1 Introduction

Equilibrium problems, which were firstly studied by Blum and Oettli [1], provide an unified framework for fixed point problems, variational inequality, complementarity problems, and optimization problems. It is well known that the vector equilibrium problem is a vital extension of equilibrium problems, which contain vector variational inequality, vector complementarity problems, and vector optimization problems as special cases. In the past decades, various kinds of vector equilibrium problems and their applications have been introduced and studied; see [29] and the references therein. Recently, Chang et al. [10] and Kumam et al. [5] researched a generalized mixed equilibrium problem,

$$F(x,y)+ \bigl\langle A(x), y-x \bigr\rangle +g(y)-g(x)\geq0, \quad\forall y\in K. $$

It is very general in the sense that it includes fixed point problems, optimization problems, variational inequality problems, Nash equilibrium problems, and equilibrium problems as special cases.

Error bounds, which play a critical role in algorithm design, can be used to measure how much the approximate solution fails to be in the solution set and to analyze the convergence rates of various methods. Recently, kinds of error bounds have been presented for variational inequalities in [1118]. Results for error bounds have been established for a weak vector variational inequality (WVVI) in [1215, 19]. Xu and Li [15] obtained error bounds for a weak vector variational inequality with cone constraints by using a method of image space analysis. By using a scalarization approach of Konnov [20], Li and Mastroeni [13] established error bounds for two kinds of (WVVI) with set-valued mappings. By a regularized gap function and a D-gap function, Charitha and Dutta [12] used a projection operator method to obtain error bounds of (WVVI), respectively. Sun and Chai [14] studied some error bounds for generalized vector variational inequalities in virtue of the regularized gap functions. Very recently, a global error bound of a weak vector variational inequality was established by the nonlinear scalarization method in Li [19].
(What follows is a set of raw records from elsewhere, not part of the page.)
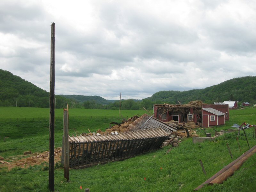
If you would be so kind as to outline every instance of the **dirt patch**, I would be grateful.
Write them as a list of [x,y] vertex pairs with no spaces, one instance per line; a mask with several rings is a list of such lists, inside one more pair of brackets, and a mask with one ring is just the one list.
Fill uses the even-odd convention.
[[200,127],[199,125],[197,125],[195,124],[195,123],[193,122],[190,122],[186,123],[184,125],[185,127],[188,129],[196,129],[199,128]]
[[188,102],[188,104],[181,105],[183,107],[202,107],[202,105],[204,104],[202,101],[192,101]]
[[[61,155],[61,148],[54,149],[54,164],[60,162]],[[41,164],[46,162],[48,165],[49,162],[49,151],[43,153],[36,153],[29,155],[21,155],[9,157],[5,160],[8,161],[5,163],[0,164],[0,167],[6,167],[9,170],[16,167],[22,168],[28,167],[36,165]]]

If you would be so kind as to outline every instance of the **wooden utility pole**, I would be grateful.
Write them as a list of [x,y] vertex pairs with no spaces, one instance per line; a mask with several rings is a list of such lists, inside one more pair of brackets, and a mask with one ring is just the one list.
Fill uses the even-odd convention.
[[64,109],[63,114],[63,142],[62,150],[64,152],[64,177],[67,181],[69,180],[69,152],[68,145],[68,109]]
[[120,93],[120,100],[119,101],[119,118],[121,117],[121,93]]
[[52,23],[51,36],[50,119],[49,129],[49,189],[54,191],[54,98],[55,82],[55,24]]

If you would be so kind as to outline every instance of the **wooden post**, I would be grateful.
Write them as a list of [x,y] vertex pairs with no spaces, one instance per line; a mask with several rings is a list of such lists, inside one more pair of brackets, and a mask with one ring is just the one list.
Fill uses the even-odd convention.
[[199,160],[199,162],[200,162],[200,164],[201,165],[201,167],[202,167],[202,168],[203,172],[204,172],[204,175],[206,175],[206,172],[205,172],[205,170],[204,170],[204,165],[203,164],[203,162],[202,162],[202,160],[201,159]]
[[68,181],[69,180],[69,152],[68,146],[68,110],[63,109],[63,131],[64,160],[64,177]]
[[50,118],[49,131],[49,189],[54,191],[54,98],[55,82],[55,24],[52,23],[51,36]]
[[229,148],[229,146],[228,146],[228,143],[227,144],[227,146],[228,147],[228,152],[230,155],[230,156],[231,157],[231,158],[233,159],[233,156],[232,155],[232,154],[231,153],[231,151],[230,150],[230,148]]
[[248,147],[250,148],[250,146],[249,146],[249,143],[248,142],[248,140],[247,140],[247,137],[246,136],[246,134],[245,134],[245,132],[244,131],[244,127],[243,128],[243,130],[244,131],[244,136],[245,136],[245,139],[246,139],[246,141],[247,141],[247,144],[248,145]]
[[120,93],[120,100],[119,101],[119,118],[121,116],[121,93]]
[[152,114],[151,114],[150,113],[149,113],[149,112],[148,112],[148,110],[147,110],[145,108],[144,108],[144,107],[142,107],[142,108],[143,108],[143,109],[144,109],[144,110],[145,110],[146,111],[147,111],[147,112],[148,112],[148,114],[149,114],[150,115],[152,115]]
[[204,129],[204,127],[203,127],[203,128],[204,128],[204,133],[205,133],[205,135],[206,135],[206,132],[205,131],[205,129]]
[[240,153],[242,152],[241,151],[241,148],[240,148],[240,144],[239,144],[239,141],[238,141],[238,137],[236,137],[236,140],[237,141],[237,143],[238,143],[238,146],[239,147],[239,150],[240,150]]
[[253,125],[254,127],[254,132],[255,133],[255,139],[256,139],[256,125]]

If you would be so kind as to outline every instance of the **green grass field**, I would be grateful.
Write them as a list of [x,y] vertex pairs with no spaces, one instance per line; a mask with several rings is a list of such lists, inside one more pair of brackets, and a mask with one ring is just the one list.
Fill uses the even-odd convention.
[[[48,150],[49,109],[0,107],[0,156],[6,158],[22,154],[25,151],[34,153]],[[121,114],[126,118],[145,112],[124,111]],[[55,147],[61,146],[62,113],[62,110],[56,111]],[[110,122],[121,121],[118,110],[70,109],[69,114],[70,135],[88,132],[88,128],[91,131],[104,130],[109,127]],[[229,121],[225,125],[214,128],[218,131],[226,130],[234,123],[241,124],[244,122],[256,124],[255,114],[256,108],[231,110]],[[251,147],[256,145],[253,130],[251,128],[245,130]],[[214,132],[211,128],[206,129],[206,131]],[[196,132],[204,136],[203,130]],[[69,182],[64,179],[63,169],[57,166],[54,173],[55,190],[83,191],[89,188],[91,191],[191,191],[233,161],[226,143],[234,159],[248,149],[241,131],[239,136],[240,152],[236,139],[237,135],[237,132],[226,134],[215,142],[195,144],[193,144],[192,138],[185,139],[178,147],[173,148],[167,154],[166,152],[170,146],[123,161],[82,170],[70,169]],[[4,142],[4,137],[8,137]],[[202,171],[200,159],[204,164],[206,176]],[[254,154],[223,184],[206,186],[201,191],[254,191],[255,161]],[[48,174],[47,163],[10,171],[0,168],[0,191],[47,191]]]

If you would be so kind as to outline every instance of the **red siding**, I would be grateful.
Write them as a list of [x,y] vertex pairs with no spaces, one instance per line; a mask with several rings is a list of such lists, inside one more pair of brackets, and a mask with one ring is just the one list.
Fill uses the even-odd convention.
[[229,119],[229,111],[228,110],[228,105],[214,105],[214,104],[203,104],[203,108],[208,108],[210,107],[221,112],[224,113],[226,114],[228,113],[228,116],[225,115],[225,121],[228,121]]

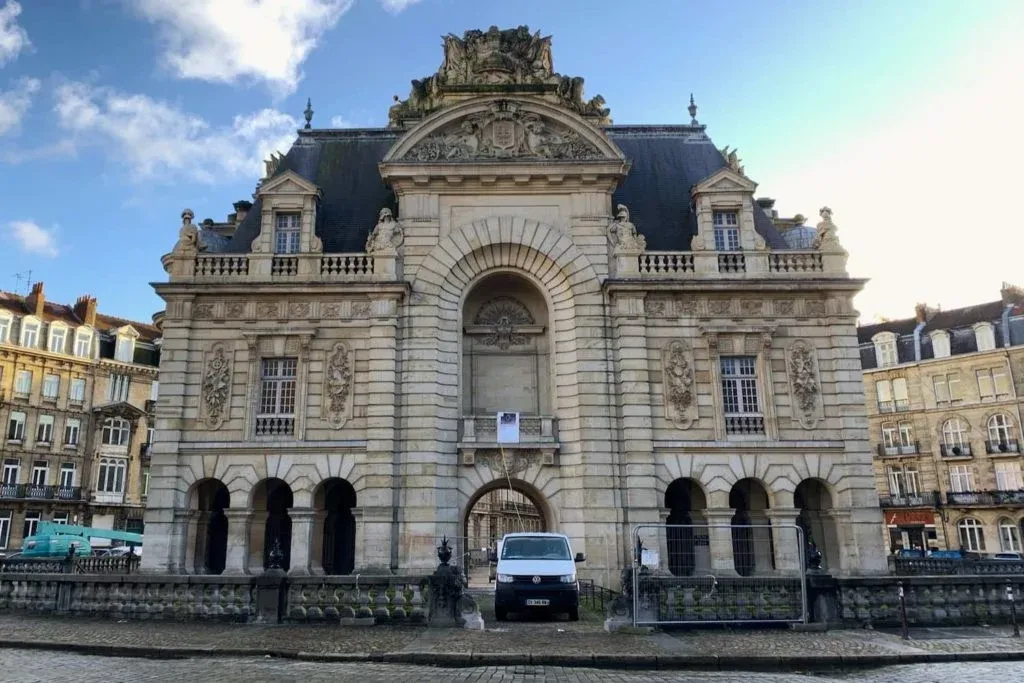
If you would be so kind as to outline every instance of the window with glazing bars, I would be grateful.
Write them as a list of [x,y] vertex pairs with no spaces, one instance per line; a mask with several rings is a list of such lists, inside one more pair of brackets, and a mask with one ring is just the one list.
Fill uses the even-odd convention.
[[260,415],[295,415],[296,358],[264,358],[260,382]]
[[753,355],[723,356],[722,407],[726,415],[760,415],[757,362]]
However, to the best of our knowledge, an error bound of the generalized mixed vector equilibrium problem (GMVE) has never been investigated. In this paper, motivated by ideas in Sun and Chai [14] and Yamashita et al. [18], we introduce a scalar gap function for (GMVE). Then an error bound of (GMVE) is presented. As an application of an error bound for (GMVE), we also get error bounds of (GVVI) and (VVI), respectively.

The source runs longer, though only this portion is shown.